Ces annulations correspondaient à des crédits non pas ouverts en loi de finances initiale (puisque celle-ci n'avait ouvert aucun crédit sur ces programmes), mais reportés de 2021. La majeure partie de ces reports ont même été réalisés par des décrets pris les 26 et 30 mars 2023, c'est-à-dire après la présentation du projet de décret d'avance. Les crédits non consommés n'ont été reportés que pour permettre d'équilibrer artificiellement le décret d'avance.

Si le décret d'avance a respecté formellement les règles de la loi organique, il a en réalité empêché l'annulation en loi de règlement d'une partie des crédits non consommés sur la mission « Plan d'urgence face à la crise sanitaire » et a donc, indirectement, provoqué une dégradation du solde budgétaire de plusieurs milliards d'euros.

Montant des reports de crédits non consommés

(en milliards d'euros)

Source : commission des finances, à partir des données Chorus

Par ailleurs et sans lien direct avec le décret d'avance, un autre report de crédits a alimenté le programme 367 « Financement des opérations patrimoniales envisagées en 2021 sur le compte d'affectation spéciale "Participations financières de l'État" » de la mission « Économie » à partir de crédits non consommés en 2021 sur le programme 358 de la présente mission, pour un montant de 1,0 milliard d'euros. Or l'objet de ces programmes est différent : le programme 367 finance des interventions en capital sans lien direct avec la crise sanitaire, alors que les crédits ouverts sur le programme 358 devaient être réservés à des opérations en capital rendues nécessaires par la fragilisation des entreprises du fait de la crise sanitaire.

Le Gouvernement renoue ainsi avec la pratique contestable des « reports croisés », dont la conformité aux principes de spécialité et d'annualité budgétaires est très contestable.

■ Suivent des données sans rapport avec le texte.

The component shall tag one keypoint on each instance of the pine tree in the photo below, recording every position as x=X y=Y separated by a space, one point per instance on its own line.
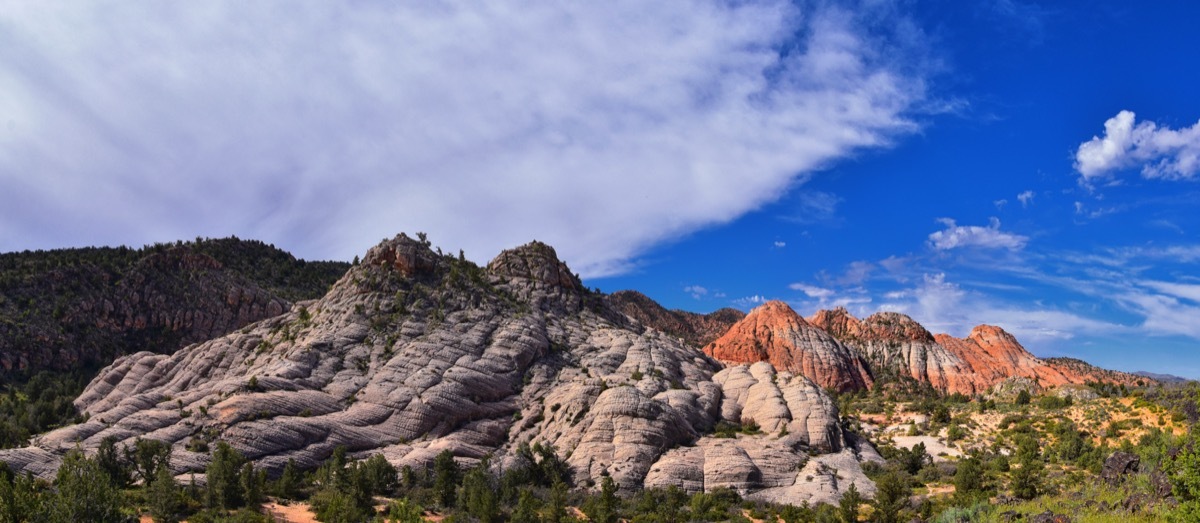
x=165 y=497
x=288 y=486
x=84 y=493
x=847 y=505
x=527 y=508
x=557 y=510
x=225 y=487
x=445 y=479
x=478 y=496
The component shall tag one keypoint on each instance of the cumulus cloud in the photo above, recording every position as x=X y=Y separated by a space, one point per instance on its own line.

2. ... et de combler l'absence d'ouverture de crédits sur le programme 360

La situation du programme 360 est particulière, comme son fonctionnement. En effet, ce programme a pour seul objet de compenser aux administrations de sécurité sociale le versement de certaines aides attribuées dans le cadre du plan d'urgence.

Non pourvu de crédits en loi de finances initiale, il a été alimenté par un report de 500 millions d'euros de crédits non consommés en 2021. L'ensemble de ces crédits ont été annulés par le décret d'avance du 21 avril 2022, alors même que les administrations de sécurité sociale avaient d'ores et déjà une créance supérieure à ce montant, ce qui aurait dû conduire à une ouverture de crédits en loi de finances initiale5(*).

S'agissant d'une dépense contrainte, cette annulation, comme celles qui portait sur les autres programmes de la même mission, ne pouvait pas correspondre à une économie réelle et n'avait donc pour objet que d'équilibrer formellement le décret d'avance.

Une ouverture de crédits était inéluctable et le rapporteur général s'est étonné que ces crédits ne soient pas ouverts par le collectif budgétaire de l'été6(*). C'est seulement la loi de finances rectificative de fin d'année7(*) qui a ouvert des crédits d'un montant de 1 250 millions d'euros en autorisations d'engagement et en crédits de paiement, permettant de solder dans les derniers jours de l'année cette dette envers la Sécurité sociale.


* 4 Rapport d'information n° 600 (2021-2022), de Jean-François Husson, fait au nom de la commission des finances sur le projet de décret d'avance relatif au financement du plan de résilience économique et sociale, déposé le 31 mars 2022.

* 5 Cour des comptes, note d'exécution budgétaire sur l'exécution de la mission « Plan d'urgence face à la crise sanitaire » en 2022, p. 21.

* 6 Rapport n° 846 (2021-2022) de Jean-François Husson, rapporteur général, fait au nom de la commission des finances sur le premier projet de loi de finances rectificative pour 2022, déposé le 28 juillet 2022.

* 7 Loi n° 2022-1499 du 1er décembre 2022 de finances rectificative pour 2022.